Im Maler- und Lackiererhandwerk steigen in den kommenden Monaten sowohl die tariflichen Ecklöhne als auch der allgemeinverbindliche Mindestlohn für gelernte Arbeitnehmer. Mit der letzten Anpassungsstufe zum 01.01.2027 wird zugleich die tarifliche Ost-West-Angleichung vollständig abgeschlossen. Die Lohnerhöhungen ergeben sich aus dem Tarifabschluss 2025, in dem der Ecklohn stufenweise angehoben wurde.

Ab dem 01.06.2026 erhöht sich der tarifliche Ecklohn in den westlichen Bundesländern – mit Ausnahme des Saarlandes – von bislang 19,42 € auf 20,00 € pro Stunde. In den östlichen Bundesländern steigt der Ecklohn zunächst zum 01.07.2026 von 19,40 € auf 19,70 € und schließlich zum 01.01.2027 ebenfalls auf 20,00 € pro Stunde.
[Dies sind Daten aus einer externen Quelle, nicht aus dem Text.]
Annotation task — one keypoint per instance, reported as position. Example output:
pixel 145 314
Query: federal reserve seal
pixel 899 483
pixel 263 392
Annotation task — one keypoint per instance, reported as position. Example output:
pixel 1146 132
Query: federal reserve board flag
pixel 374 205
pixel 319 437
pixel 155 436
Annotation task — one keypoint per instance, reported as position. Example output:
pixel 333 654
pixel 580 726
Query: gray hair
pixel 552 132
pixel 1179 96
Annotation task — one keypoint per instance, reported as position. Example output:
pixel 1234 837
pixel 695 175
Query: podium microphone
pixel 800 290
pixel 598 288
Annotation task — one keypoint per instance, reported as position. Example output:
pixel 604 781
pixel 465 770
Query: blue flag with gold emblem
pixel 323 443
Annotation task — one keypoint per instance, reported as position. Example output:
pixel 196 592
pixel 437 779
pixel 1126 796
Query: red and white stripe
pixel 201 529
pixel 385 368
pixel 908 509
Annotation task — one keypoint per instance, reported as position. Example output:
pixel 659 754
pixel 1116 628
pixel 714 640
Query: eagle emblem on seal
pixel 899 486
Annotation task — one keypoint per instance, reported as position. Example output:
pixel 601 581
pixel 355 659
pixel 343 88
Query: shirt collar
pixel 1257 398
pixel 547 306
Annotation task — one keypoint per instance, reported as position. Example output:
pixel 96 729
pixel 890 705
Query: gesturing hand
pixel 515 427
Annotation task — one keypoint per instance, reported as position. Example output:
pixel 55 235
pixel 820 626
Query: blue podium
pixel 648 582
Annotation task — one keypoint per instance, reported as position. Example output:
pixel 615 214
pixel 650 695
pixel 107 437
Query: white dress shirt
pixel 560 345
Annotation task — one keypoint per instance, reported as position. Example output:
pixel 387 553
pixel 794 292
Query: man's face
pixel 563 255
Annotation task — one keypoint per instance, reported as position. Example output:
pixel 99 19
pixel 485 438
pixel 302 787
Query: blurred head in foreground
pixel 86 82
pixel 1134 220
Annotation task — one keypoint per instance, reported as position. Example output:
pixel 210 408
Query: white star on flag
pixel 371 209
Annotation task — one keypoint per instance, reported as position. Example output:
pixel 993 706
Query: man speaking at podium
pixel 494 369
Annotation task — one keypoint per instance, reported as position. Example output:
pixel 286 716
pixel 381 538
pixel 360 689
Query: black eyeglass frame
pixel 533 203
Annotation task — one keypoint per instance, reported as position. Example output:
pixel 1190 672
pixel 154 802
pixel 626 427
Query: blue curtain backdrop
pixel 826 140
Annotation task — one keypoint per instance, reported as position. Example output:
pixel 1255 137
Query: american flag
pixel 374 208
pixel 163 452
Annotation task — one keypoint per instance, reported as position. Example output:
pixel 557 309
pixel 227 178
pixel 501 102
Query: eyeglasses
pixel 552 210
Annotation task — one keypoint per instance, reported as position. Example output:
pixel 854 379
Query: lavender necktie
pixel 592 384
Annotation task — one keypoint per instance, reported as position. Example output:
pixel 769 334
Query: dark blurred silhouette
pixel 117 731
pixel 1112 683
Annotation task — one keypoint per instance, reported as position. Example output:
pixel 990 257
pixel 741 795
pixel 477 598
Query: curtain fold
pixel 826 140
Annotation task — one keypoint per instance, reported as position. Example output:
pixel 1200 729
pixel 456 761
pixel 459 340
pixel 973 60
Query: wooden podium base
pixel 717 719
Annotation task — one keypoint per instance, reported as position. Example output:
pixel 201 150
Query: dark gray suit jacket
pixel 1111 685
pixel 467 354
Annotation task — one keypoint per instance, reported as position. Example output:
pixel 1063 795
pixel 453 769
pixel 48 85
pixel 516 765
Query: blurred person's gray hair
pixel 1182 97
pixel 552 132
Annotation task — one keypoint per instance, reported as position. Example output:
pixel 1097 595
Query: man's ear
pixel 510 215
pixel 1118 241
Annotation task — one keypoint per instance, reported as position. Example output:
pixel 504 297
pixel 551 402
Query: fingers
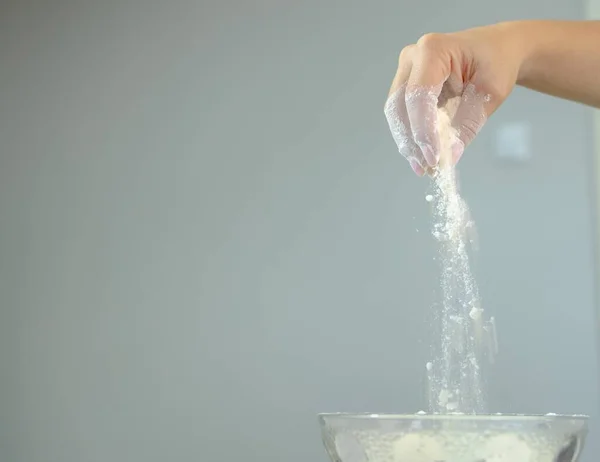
pixel 469 119
pixel 397 116
pixel 411 108
pixel 430 69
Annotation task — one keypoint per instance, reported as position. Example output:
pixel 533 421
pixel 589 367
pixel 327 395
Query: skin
pixel 479 68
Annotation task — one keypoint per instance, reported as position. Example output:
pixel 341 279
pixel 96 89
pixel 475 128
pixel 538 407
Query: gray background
pixel 207 235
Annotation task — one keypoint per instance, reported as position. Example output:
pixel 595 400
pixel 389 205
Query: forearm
pixel 560 58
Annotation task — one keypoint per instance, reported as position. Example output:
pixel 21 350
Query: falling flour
pixel 455 374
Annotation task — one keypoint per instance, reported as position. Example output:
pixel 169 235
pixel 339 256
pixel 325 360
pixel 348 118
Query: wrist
pixel 524 44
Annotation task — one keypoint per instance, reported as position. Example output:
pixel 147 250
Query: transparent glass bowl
pixel 453 437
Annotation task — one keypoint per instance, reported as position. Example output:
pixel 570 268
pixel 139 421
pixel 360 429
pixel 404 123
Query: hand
pixel 478 68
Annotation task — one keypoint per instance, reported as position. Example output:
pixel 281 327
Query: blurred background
pixel 207 235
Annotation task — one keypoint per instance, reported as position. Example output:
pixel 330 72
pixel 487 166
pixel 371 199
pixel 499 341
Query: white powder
pixel 455 376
Damit wird die tarifliche Ost-West-Angleichung im Maler- und Lackiererhandwerk abgeschlossen.

Unabhängig hiervon erhöht sich der Mindestlohn für gelernte Arbeitnehmer im Maler- und Lackiererhandwerk zum 01.07.2026 von derzeit 15,55 € auf 16,13 € pro Stunde.

Der Mindestlohntarifvertrag wurde im Gegensatz zum Lohntarifvertrag durch Rechtsverordnung für allgemeinverbindlich erklärt und gilt damit bundesweit auch für nicht tarifgebundene Arbeitgeber und Beschäftigte.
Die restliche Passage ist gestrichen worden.